Il était trop timoré. Il l’avait toujours été et c’était pour cela que rien ne lui avait vraiment réussi dans cette putain d’existence !

Si au moins, au lieu de chercher ce compromis absurde entre le meurtre et le kidnapping, il avait tué la jeune Canadienne et s’était débarrassé de son corps dans un fourré ! Les coins solitaires ne manquaient pas, entre Windsor et Toronto !

On n’aurait pas découvert son cadavre avant plusieurs jours, plusieurs semaines peut-être… Et lui, Dorman, serait en train de se la couler douce avec les dollars de la souris !

Alors que maintenant, il était fait, archifait et promis au bourreau. Il avait des contractions à la nuque en songeant à cela.

Pendant le reste de la nuit, les policiers l’avaient interrogé sans relâche. Et, bien entendu, il avait avoué… Le moyen de faire autrement ?

Son compte était bon.

Il tapa des poings sur son lit.

C'était trop idiot ! Trop idiot !

* * *

Quelques heures s’écoulèrent. Des heures nauséeuses… Il faillit s’endormir à plusieurs reprises, mais chaque fois qu’il était sur le point de s’engloutir dans l’inconscience un choc brutal le faisait sursauter. Et ce choc était produit par la même pensée : une corde de chanvre dont il sentait la rugosité sur sa nuque.

Un gardien taciturne lui apporta sa pitance.

Dorman n’avait pas faim. S'il mangea, ce fut uniquement pour se forcer à faire quelque chose afin de se distraire.

Il planta sa cuillère de bois dans un brouet somme toute assez appétissant.

Il fut ahuri de ramener à la surface de l’écuelle un morceau d’étoffe.

Il regarda le petit lambeau de toile. Quelques mots y étaient tracés au crayon à bille.

Il lut :

Reconstitution du meurtre cet après-midi.

Tenez-vous prêt.

Il lut et relut les deux phrases.

Qui avait écrit ce curieux billet ? Il ne connaissait personne dans ce pays. Le billet sous-entendait qu’au cours de cette reconstitution il se produirait quelque chose.

Quelque chose, c’est-à-dire, dans son cas, une tentative d’évasion.

Qui pouvait organiser un coup pareil ?

Il ne mit pas longtemps à comprendre.

C'était Dudly… À cause de son arrestation, le gangster avait retrouvé sa piste. Il voulait absolument le récupérer et n’hésitait pas à organiser un coup de main d’envergure pour lui mettre le grappin dessus.

Il avait de la suite dans les idées, Dudly.

Dorman réfléchit longuement à la question. Il fut presque tenté de faire part de ce mot aux autorités afin qu’elles garantissent sa sécurité : de la sorte, Dudly tomberait sur un bec.

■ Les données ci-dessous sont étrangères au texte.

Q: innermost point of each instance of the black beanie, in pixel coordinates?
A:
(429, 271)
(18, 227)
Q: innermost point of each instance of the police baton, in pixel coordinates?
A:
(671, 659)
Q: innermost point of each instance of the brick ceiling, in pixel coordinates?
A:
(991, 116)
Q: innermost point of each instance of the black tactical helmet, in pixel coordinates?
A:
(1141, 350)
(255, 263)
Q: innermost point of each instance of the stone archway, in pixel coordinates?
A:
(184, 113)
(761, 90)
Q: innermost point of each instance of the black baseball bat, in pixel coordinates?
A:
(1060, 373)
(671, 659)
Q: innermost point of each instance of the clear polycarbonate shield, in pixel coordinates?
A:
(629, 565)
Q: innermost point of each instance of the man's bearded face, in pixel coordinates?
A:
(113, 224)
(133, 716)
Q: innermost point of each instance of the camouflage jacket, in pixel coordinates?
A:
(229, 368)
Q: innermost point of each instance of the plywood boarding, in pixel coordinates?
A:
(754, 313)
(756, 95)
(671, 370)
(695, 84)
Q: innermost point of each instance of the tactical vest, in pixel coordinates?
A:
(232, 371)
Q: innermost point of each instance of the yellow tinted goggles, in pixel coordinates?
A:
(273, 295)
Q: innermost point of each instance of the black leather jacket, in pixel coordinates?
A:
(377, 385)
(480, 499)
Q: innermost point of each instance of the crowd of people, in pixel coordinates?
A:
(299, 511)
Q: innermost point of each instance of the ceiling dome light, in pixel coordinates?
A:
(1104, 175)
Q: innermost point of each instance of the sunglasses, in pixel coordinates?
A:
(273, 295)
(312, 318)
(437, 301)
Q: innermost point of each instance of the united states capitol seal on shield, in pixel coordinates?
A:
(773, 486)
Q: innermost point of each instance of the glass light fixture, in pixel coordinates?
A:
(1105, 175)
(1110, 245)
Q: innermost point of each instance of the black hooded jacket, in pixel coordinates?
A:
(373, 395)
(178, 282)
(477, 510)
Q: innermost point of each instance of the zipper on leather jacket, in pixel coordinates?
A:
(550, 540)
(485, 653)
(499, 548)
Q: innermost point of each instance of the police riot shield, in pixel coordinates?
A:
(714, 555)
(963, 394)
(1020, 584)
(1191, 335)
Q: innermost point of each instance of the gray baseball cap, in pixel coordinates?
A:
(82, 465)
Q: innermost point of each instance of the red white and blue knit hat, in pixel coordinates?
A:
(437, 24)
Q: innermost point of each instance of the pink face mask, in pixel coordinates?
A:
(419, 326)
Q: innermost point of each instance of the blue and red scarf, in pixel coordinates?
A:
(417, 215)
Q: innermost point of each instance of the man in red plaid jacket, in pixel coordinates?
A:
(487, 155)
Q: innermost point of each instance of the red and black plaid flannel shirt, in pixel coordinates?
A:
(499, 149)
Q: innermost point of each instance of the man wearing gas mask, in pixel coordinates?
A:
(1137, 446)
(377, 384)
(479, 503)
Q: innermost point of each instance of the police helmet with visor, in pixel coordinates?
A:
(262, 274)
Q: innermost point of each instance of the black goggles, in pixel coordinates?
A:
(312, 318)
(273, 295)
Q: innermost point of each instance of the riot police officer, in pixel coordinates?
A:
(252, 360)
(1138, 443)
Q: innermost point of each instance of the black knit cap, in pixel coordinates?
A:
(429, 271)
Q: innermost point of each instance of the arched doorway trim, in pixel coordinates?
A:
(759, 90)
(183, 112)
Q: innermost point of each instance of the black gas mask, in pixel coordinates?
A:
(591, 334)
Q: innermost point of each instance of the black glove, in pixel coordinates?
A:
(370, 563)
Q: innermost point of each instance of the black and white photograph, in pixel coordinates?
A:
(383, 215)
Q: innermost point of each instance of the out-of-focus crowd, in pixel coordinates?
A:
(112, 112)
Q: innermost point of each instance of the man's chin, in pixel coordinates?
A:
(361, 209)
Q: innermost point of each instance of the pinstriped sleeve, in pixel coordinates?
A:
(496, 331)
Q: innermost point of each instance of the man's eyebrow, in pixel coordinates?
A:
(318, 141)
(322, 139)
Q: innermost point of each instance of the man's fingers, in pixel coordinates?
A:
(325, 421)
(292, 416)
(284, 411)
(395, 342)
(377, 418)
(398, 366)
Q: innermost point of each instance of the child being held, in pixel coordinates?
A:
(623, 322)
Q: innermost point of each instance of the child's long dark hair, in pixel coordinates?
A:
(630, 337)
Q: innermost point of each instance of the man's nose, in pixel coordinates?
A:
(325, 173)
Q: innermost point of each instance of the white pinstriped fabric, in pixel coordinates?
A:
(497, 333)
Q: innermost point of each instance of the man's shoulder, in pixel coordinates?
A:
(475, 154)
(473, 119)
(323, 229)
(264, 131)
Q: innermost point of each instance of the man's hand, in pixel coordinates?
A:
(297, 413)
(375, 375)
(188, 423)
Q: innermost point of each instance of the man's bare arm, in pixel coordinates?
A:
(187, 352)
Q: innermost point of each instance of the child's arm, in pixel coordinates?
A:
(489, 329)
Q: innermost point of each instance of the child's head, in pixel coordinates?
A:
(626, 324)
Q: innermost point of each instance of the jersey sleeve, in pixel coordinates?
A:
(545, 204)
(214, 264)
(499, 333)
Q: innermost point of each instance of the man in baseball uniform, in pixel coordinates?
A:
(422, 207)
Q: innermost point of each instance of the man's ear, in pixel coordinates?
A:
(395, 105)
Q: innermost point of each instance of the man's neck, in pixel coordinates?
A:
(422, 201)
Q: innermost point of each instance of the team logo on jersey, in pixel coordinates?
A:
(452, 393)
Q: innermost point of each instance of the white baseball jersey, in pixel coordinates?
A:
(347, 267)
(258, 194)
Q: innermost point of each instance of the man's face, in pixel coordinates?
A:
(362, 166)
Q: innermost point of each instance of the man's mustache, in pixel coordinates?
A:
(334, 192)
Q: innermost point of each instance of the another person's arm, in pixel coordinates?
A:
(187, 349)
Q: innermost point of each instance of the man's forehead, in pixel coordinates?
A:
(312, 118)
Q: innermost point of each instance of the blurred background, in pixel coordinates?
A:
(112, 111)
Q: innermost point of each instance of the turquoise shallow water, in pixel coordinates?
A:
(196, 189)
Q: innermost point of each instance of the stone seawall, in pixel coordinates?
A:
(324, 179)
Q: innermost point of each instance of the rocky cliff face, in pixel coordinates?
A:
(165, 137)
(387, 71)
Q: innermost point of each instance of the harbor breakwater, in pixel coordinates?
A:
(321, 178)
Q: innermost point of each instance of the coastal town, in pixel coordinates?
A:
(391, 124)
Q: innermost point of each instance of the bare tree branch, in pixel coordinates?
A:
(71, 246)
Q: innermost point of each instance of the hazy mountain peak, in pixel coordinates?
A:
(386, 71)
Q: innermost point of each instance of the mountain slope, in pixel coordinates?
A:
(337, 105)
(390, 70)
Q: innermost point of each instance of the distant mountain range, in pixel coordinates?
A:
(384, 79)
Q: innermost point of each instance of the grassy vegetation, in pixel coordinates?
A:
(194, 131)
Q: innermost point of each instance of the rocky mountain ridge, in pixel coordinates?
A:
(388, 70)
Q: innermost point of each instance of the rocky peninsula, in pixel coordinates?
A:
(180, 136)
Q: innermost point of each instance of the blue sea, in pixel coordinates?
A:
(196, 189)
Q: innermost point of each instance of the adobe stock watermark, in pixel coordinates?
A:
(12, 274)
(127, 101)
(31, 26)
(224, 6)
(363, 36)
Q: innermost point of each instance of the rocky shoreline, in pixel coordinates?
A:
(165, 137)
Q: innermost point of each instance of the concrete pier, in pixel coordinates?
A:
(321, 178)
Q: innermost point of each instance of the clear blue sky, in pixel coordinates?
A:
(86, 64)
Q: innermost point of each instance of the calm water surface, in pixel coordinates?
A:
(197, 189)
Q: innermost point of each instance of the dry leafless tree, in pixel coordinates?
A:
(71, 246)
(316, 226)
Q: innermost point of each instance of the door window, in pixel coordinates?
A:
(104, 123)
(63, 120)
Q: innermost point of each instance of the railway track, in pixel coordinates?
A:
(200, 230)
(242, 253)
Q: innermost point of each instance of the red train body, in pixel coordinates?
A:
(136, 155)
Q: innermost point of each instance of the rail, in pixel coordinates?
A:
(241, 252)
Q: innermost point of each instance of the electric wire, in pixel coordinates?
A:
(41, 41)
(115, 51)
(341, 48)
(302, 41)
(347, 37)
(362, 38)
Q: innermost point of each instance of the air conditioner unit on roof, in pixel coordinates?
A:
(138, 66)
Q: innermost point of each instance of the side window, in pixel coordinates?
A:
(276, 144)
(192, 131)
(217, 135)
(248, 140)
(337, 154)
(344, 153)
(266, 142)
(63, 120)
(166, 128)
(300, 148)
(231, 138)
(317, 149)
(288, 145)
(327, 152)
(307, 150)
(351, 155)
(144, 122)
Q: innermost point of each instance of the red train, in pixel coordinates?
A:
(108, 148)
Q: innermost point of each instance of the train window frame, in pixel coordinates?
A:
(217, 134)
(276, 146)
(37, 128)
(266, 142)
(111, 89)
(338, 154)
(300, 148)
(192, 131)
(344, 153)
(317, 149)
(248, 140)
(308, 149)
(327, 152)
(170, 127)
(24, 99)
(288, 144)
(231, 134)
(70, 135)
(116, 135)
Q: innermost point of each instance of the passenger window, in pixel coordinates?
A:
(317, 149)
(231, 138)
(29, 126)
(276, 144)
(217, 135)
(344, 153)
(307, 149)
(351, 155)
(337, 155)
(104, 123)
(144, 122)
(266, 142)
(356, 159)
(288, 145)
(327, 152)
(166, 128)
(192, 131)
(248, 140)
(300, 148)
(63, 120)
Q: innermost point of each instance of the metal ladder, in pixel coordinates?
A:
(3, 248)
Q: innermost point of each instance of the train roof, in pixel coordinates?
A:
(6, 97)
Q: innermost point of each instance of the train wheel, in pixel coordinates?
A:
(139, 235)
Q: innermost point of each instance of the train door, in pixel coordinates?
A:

Il allait appeler le gardien pour lui demander de prévenir la police qu’il avait une importante communication à faire lorsqu’il se dit qu’après tout cela ne changerait rien à son triste sort.

Les bourdilles le protégeraient contre Dudly, mais personne ne le protégerait contre eux… Et « eux », cela voulait dire la mort dans un avenir extrêmement proche.

Au contraire, s’il savait manœuvrer, peut-être parviendrait-il à tirer son épingle du jeu ?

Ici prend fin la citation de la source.